“While the affluent nations can certainly afford to adopt ultra low-risk positions toward new advances in agricultural science and technology, and pay more for food produced by the so-called organic methods, the 1 billion chronically undernourished people of the low-income, food-deficit nations cannot,” said Nobel Prize winner, Norman Borlaug in a 2001 speech. “With low-cost food supplies and urban bias, is it any wonder that affluent consumers don't understand the complexities of reproducing the world food supply each year in its entirety, and expanding it further for the nearly 80 million additional mouths that are born into this world each year?

“It is imperative that this serious educational gap in industrialized nations be addressed. One way to do so, I believe, is to make it compulsory in secondary schools and universities for students to take courses on biology and food and agricultural technology.”

Until such wise advice is heeded, it's too easy to feel helpless in the onslaught of negative fiction spread by one eco-maniac, animal rights psychopath or another.

It's too easy to forget that the increased advocacy that industry survival demands is miles from the starting point. 4-H and FFA were the first agriculture-urban bridges of education erected around the turn of the century.
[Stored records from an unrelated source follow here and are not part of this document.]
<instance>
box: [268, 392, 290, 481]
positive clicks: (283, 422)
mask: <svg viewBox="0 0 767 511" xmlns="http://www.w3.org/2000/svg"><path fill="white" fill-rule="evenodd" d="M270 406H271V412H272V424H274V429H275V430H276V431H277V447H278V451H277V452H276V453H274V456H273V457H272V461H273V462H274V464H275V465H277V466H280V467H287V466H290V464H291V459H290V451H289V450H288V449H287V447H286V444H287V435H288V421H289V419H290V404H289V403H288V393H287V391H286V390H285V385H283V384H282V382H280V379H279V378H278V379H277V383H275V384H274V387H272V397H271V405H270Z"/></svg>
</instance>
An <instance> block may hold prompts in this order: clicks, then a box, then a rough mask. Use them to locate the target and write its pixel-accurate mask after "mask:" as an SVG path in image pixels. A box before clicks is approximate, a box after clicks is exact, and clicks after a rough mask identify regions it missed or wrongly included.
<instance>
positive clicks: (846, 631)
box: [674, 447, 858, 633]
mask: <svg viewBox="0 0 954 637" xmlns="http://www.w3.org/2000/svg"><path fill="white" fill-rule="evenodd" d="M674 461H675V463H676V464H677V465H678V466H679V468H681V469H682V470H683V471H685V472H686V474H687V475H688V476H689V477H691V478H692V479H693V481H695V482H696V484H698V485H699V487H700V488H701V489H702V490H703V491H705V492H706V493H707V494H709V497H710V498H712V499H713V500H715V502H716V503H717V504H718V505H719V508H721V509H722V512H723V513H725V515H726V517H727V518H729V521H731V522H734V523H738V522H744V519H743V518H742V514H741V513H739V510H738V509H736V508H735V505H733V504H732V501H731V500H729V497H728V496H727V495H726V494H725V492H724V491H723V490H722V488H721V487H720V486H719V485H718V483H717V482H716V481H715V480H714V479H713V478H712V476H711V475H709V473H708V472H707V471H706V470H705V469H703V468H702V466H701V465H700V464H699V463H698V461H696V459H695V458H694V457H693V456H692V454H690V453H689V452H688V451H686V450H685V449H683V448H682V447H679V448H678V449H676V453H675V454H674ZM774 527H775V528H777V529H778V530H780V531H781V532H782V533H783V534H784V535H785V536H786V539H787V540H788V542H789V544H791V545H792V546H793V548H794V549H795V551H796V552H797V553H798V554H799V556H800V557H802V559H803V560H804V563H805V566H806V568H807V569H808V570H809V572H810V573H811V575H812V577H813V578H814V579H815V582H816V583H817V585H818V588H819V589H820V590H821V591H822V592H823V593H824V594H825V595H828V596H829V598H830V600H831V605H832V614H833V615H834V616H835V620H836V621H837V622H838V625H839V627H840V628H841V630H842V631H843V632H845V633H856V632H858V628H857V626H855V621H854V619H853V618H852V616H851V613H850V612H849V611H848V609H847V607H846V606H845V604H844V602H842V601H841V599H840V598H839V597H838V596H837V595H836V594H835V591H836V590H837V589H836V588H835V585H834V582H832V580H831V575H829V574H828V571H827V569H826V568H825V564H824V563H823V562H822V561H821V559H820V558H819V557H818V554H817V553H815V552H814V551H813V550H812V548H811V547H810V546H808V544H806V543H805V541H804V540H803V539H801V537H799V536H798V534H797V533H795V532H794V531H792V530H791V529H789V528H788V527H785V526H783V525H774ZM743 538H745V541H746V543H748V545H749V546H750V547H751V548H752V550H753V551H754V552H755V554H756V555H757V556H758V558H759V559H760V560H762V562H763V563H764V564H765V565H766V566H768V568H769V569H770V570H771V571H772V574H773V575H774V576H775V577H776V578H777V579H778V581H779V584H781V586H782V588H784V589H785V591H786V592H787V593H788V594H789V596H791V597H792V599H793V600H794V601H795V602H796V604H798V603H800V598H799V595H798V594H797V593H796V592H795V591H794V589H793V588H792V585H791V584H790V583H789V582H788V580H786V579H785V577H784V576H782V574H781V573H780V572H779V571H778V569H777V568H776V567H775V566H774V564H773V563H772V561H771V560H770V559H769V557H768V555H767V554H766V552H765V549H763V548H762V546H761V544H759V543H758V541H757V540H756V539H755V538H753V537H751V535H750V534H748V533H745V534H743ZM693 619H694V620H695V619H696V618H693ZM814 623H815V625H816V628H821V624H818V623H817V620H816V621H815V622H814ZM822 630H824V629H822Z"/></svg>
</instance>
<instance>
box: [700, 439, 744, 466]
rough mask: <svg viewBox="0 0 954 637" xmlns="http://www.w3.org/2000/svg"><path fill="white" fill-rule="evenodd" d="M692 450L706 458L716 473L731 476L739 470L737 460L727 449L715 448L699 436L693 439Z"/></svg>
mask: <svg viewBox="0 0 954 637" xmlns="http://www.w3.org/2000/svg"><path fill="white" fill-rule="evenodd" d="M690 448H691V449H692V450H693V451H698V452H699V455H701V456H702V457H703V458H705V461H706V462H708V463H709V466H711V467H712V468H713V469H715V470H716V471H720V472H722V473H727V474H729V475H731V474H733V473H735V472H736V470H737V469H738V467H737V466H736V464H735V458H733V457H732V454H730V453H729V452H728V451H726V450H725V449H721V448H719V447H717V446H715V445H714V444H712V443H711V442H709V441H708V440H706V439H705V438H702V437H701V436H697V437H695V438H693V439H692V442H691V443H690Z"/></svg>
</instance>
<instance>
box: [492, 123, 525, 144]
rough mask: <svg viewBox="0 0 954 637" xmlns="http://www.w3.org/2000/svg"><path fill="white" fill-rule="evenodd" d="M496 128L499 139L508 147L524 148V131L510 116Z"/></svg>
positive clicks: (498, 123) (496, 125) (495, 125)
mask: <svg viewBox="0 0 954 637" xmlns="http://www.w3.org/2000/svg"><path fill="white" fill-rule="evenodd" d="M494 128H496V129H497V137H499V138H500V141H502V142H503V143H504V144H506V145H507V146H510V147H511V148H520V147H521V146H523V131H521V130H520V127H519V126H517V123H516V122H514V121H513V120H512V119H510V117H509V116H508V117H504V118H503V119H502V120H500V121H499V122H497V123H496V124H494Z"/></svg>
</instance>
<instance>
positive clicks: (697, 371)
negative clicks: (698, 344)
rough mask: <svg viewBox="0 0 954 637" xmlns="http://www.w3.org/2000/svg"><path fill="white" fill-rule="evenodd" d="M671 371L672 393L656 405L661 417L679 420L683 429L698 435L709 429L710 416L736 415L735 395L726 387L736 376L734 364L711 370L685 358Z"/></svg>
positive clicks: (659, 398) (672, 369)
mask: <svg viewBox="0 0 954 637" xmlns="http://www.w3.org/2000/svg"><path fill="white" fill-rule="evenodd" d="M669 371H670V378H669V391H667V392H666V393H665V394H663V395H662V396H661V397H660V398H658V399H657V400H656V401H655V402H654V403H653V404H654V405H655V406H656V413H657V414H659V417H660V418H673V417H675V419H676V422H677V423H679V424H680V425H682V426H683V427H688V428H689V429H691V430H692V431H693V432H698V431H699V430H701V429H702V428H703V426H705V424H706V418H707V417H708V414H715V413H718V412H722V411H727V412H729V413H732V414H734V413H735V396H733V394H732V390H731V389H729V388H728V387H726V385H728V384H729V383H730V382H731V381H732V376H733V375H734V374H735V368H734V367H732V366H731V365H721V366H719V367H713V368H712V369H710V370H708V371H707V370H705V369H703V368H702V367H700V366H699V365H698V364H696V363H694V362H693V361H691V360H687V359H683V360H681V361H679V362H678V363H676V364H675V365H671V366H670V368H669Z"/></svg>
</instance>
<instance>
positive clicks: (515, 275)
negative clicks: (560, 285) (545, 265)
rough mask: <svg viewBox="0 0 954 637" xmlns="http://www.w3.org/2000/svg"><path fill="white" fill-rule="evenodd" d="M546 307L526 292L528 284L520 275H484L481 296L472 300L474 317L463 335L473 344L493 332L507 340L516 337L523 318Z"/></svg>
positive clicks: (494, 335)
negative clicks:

Since then, they've done nothing but adapt and grow, while holding true to their original mission statements, which always had as much to do with cultivating intrinsic values like honesty and leadership as providing practical education.

Many of you likely know what it's like to receive the evil but bleary eye of a parent as you scribbled furiously to complete record books in time for the fair just a few hours away. Many of you likely have also lent your talents to members of these organizations as leaders, advisors, hosts, etc. God bless you.

Currently, 4-H serves 6 million young people. National FFA enrollment last year was 500,000. Combined, that's more than triple the number of agricultural producers.

As their own demographics indicate, that means lots of suburban and urban youth are learning about the connection between them and agriculture if not about agriculture, specifically. They're learning as they develop relationships with one another as part of a larger community. And, it seems that sense of community is what's missing in the lives of many people these days, young and old.

Get past these mainstays and the outlook is brighter than it's ever been.

Consider the National Beef Ambassador program, sponsored by the American National CattleWomen (ANCW) and the Cattlemen's Beef Board. The most recent team of five was selected last month. As a judge, I saw them in action with their peers competing for those coveted positions. You'd be proud to have any of them representing the industry.

Most recently, ANCW teamed up with Animal Agriculture Alliance to create College Aggies Online, expressly designed to foster agricultural advocacy.

Or, go online and check out www.ilovefarmers.org. It originated with current and former students at Cal Poly State University who are engaging their generational peers in the truth about agriculture.

This is just a short list, too. It doesn't begin to address other pro-agricultural efforts like those you'll find at Truth in Food), www.explorebeef.org, Masters of Beef Advocacy program (e-mail MBA@beef.org) or other sites that provide the wherewithal to respond to activist attacks.

What any of this has to do with cattle economics is simple: you can't grow an industry, nurture it, defend it and bequeath it, if it no longer exists.

Kids and young people have always been the surest investment because they represent the most positive of all who have come before. Whenever you have the chance, thank them and the volunteers serving them for carrying such a heavy load. Keep on doing whatever you can to help, too, just as long as their record books are done.